Pensó de nuevo en el chivato. La escena de su último suspiro le cruzó por la mente como un navajazo en los ojos. Quiso ser como Passistinha, que sólo robaba lejos de la zona, sin atraer a policías, delatores ni enemigos, pero la putada de tener que coger el autobús todos los días como los currantes desbarataba toda ilusión de pillar una buena oportunidad para atracar. Lo bueno sería robar un comercio grande, pasarse mucho tiempo sin preocuparse por el dinero… Robar a los gringos era algo muy incierto. Se acordó del plan de Inho. Si todo saliese bien, podría amueblar su casa y aún le sobraría una buena pasta. Quien va a un motel no puede ir pelado, mucho menos un sábado, día de gastar dinero.
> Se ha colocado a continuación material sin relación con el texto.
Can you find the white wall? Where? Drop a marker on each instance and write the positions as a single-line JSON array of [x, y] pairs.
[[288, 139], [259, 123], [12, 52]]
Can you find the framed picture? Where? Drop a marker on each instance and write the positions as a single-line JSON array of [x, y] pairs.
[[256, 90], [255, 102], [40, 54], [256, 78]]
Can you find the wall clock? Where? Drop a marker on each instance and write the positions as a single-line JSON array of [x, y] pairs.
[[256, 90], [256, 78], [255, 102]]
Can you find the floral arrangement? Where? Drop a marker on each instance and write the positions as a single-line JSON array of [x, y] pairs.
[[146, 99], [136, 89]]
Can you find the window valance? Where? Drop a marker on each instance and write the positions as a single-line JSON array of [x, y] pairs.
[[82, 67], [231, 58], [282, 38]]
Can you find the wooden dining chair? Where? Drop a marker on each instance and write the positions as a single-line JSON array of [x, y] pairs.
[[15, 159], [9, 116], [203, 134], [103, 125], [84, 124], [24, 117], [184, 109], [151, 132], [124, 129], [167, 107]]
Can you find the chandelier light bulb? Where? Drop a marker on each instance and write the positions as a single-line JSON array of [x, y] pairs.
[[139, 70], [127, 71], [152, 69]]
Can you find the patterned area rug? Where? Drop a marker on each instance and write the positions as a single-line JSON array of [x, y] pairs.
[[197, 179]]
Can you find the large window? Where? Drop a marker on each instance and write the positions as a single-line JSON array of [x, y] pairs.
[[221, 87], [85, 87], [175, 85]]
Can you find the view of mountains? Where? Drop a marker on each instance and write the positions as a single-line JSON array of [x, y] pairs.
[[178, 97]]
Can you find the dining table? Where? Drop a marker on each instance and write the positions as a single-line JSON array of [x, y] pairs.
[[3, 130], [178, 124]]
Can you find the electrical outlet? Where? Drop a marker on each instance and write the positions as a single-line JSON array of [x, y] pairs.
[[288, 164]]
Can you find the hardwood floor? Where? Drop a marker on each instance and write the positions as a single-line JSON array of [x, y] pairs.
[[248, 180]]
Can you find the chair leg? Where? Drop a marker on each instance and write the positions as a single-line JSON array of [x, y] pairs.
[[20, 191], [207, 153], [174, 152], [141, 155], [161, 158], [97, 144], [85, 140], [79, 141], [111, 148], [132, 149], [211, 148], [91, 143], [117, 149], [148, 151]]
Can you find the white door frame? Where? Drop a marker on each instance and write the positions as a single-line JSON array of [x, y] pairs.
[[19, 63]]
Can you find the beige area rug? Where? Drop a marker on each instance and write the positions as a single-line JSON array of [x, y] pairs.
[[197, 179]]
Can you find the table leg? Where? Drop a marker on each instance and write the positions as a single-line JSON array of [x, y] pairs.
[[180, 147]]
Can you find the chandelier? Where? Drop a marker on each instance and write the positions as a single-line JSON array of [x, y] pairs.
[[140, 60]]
La madrugada trajo un frío apacible. Inferninho se cubrió con el propósito de dormir, pero los mosquitos le impidieron conciliar el sueño. Su pensamiento vagaba por los callejones de Ciudad de Dios, que iba transformándose cada día. De las diversas favelas y barrios de Río de Janeiro seguían llegando familias que se instalaban en las casas construidas y en los terrenos baldíos. ¿Quiénes eran? ¿Acaso vendrían más descuideros? En Los Apês ya había un montón de rateros, del Otro Lado del Río también. Nadie sería más respetado que él. Quien viniese a hacerse el chulo la palmaría en el acto. El tal Mano Branca sólo actuaba en la Baixada, por ése no tenía que preocuparse. El peligro venía del mariconazo de Cabeça de Nós Todo y de Belzebu, pero bastaba con no andar distraído el día en que ellos estuviesen de servicio o llevar siempre algún dinero en el bolsillo, porque Pretinho ya había dicho que los dos aceptaban una mordida si no había nadie cerca.

Inho llegó a las nueve con pan, café en una botella de Coca-Cola y noticias de lo sucedido en las últimas horas. Mientras comía, Inferninho fue consciente de que todos sabían ya que él era el asesino del chivato. Cabeça de Nós Todo rondó toda la noche, sorprendió a Manguinha y a Laranjinha con marihuana y le dijo a la hermana de Laranjinha que consiguiese dos mil cruzeiros si no quería verlos en chirona. Pelé y Pará no aparecieron hasta el cambio de guardia. El detective Belzebu no había asomado por la zona; eso no era buena señal; tal vez había cambiado su horario de servicio, y podría aparecer en cualquier momento.